Sunday, May 12, 2013

Mothers come from different molds




     There were two sides to my mother. One stayed tucked away waiting. When the moment came, it would explode like a battery surge. That aspect alone made for an intriguing woman somewhat out of sync with June Cleaver in “Leave it to Beaver.”
     When I looked out the window there was mom in her white sneakers and embroidered apron tinkering under the hood of our car in the driveway. She wanted to see how the wires were connected before she took them apart. Often the neighborhood boys would pull up on their bikes. They would hang out with her in animated conversation putting in their two cents worth of advice all the while staring at the engine like a group of high schoolers preparing to dissect a frog. 
     It wasn’t in my nature to be mechanical, and looking back I missed opportunities to appreciate my mother for her skills way beyond the normal domestic engineer’s duties. She could handle a hammer like a pro, put in a new toilet and rewire the kitchen.
     Dad admitted to having no ability for fixing things so he wisely left tinkering and repairs to mom. You might say that there was a little role-reversal in my childhood home.
      If an appliance was “acting up”, mom’s term for a faulty piece of equipment, she would mutter to herself as she problem solved. She told me that she wished that she could have become an engineer like her brother and father. Her requests had fallen on deaf ears, and she was sent to a proper female college for a degree in Home Economics. She often mused that her father would have been happier having a second son.     
     “What are you doing that for?” That was dad’s classic question.
     Dad shook his head and left mom humming a brisk tune in full concentration. He knew that she was happy.

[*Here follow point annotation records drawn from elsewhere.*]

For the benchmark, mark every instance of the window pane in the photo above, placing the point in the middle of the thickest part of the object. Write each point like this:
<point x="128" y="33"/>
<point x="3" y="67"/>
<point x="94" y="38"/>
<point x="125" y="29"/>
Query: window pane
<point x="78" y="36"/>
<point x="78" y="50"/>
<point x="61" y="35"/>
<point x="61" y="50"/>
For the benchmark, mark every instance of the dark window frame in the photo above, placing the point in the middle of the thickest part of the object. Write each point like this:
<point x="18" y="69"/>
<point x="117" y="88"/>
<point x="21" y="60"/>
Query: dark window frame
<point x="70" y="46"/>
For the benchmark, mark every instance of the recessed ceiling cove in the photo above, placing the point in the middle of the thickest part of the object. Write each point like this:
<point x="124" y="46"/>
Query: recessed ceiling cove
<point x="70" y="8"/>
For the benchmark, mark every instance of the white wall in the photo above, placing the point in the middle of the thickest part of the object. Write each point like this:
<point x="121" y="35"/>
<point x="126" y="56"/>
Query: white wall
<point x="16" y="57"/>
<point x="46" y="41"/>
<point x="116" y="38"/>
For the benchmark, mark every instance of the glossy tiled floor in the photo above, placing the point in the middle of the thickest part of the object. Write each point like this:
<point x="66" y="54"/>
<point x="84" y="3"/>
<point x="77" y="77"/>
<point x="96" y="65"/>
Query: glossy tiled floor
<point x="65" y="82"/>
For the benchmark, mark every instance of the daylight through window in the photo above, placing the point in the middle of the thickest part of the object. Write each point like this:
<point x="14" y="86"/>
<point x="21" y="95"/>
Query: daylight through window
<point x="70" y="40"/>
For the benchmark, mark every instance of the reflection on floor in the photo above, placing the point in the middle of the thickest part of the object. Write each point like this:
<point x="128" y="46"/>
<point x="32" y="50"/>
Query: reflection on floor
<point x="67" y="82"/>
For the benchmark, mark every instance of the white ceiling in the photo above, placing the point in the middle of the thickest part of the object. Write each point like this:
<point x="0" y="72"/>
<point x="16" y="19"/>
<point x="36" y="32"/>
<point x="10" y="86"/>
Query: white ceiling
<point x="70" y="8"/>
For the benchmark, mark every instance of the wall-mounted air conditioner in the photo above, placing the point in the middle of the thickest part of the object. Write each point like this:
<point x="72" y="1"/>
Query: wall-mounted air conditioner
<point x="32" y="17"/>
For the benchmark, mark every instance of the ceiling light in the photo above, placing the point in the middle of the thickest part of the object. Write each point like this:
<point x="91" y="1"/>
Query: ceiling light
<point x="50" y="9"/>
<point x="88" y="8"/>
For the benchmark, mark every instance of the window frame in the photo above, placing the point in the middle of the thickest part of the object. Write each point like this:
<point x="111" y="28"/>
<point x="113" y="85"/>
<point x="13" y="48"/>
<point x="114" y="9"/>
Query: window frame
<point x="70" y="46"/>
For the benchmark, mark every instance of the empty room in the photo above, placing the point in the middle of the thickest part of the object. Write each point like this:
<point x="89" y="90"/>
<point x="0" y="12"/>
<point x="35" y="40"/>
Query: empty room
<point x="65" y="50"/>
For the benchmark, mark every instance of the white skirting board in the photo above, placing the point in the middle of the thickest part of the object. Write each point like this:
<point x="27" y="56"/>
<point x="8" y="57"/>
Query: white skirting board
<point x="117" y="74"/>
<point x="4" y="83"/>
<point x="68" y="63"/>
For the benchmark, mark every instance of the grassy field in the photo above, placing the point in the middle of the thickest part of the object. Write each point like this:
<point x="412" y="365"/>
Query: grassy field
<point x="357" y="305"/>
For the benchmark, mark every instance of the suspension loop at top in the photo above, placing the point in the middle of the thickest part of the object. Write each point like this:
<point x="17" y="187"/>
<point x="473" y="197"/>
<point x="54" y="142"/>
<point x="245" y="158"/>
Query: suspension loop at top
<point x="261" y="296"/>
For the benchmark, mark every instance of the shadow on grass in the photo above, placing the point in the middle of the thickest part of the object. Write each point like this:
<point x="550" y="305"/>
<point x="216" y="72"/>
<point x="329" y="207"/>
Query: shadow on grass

Later, he would call the auto service dealer to make an appointment to finish up what she couldn’t master. Never do I remember the mechanics at the garage complaining that they had to undo mom’s original work. Apparently, she was right on.
     Certainly, my mom had all those lovely qualities of a homemaker in the 1950’s. She worked at her housework with a vengeance. She prided herself in running a tight operation with no detail left undone. And she was good at it, too.     
      Mom embraced the little box of Jell-O™ when it came on the supermarket shelf in the 50’s, and I often referred to her as the “Jell-O queen.” Every night there would be another a colorful dish coming to the table at the last moment once mom had performed her unmolding magic. We were served our fruits and vegetables concocted in this gelatin powder.
     Mom lived on nervous energy. She was charged and ready to go dusting and cleaning from early morning until evening, Her slim body floated along with the vacuum. She ate voraciously without gaining an ounce. In fact, she stayed at 100 pounds her entire life and able to fit into her wedding outfit fifty years later, a feat neither of her daughters could replicate.
     However, the more unique aspect of my mother was how she spent the rest of her day. Here is where she departed from the conservative, typical mothers of my friends.
     Mom assembled my two-wheeler from looking at the diagram. It took her all afternoon while I was at school. She couldn’t wait to tell the storeowner that she done it on her own. Somehow, I doubt he was surprised.
      Mom relished the conversations when the men in the family acknowledged her latest mechanical feat. It gave her a sense of worth that I could see all over her face, more so than cooking a delicious meal, or winning a prize for a pie at the fair.
     Local electricians and plumbers didn’t get much business from our household. Even if she did call them, she asked the plumber a million questions as she looked on while he worked, because you knew that the next time she had a similar problem, she would take care of it herself.
     “The light fuse has just blown.” Mom was annoyed that she had to stop her baking to go to the cellar and put in a new fuse in the box.
     “Power out!” she yelled up from the basement while everything ground to a halt. That was my cue. I was her low-level assistant and not useful for much more in-depth work. I ran down the steps to hold the flashlight and screwdriver while she fiddled with the fuse box.
    Mom was raised around tools so the second thing that she did when she got married after purchasing kitchen supplies, was to outfit herself with a toolbox filled with equipment.
    When I saw mom daydreaming out the window, I believed that she wanted to be somewhere else. There was a little restless nature to her. She loved new gadgets and her curiosity for how things worked fascinated her up into older age.
     I am grateful that I had an unconventional mother, one that pushed me to explore all the possibilities for my generation. My mom was a good role model. Now my job is to pass it on to the younger women in my family.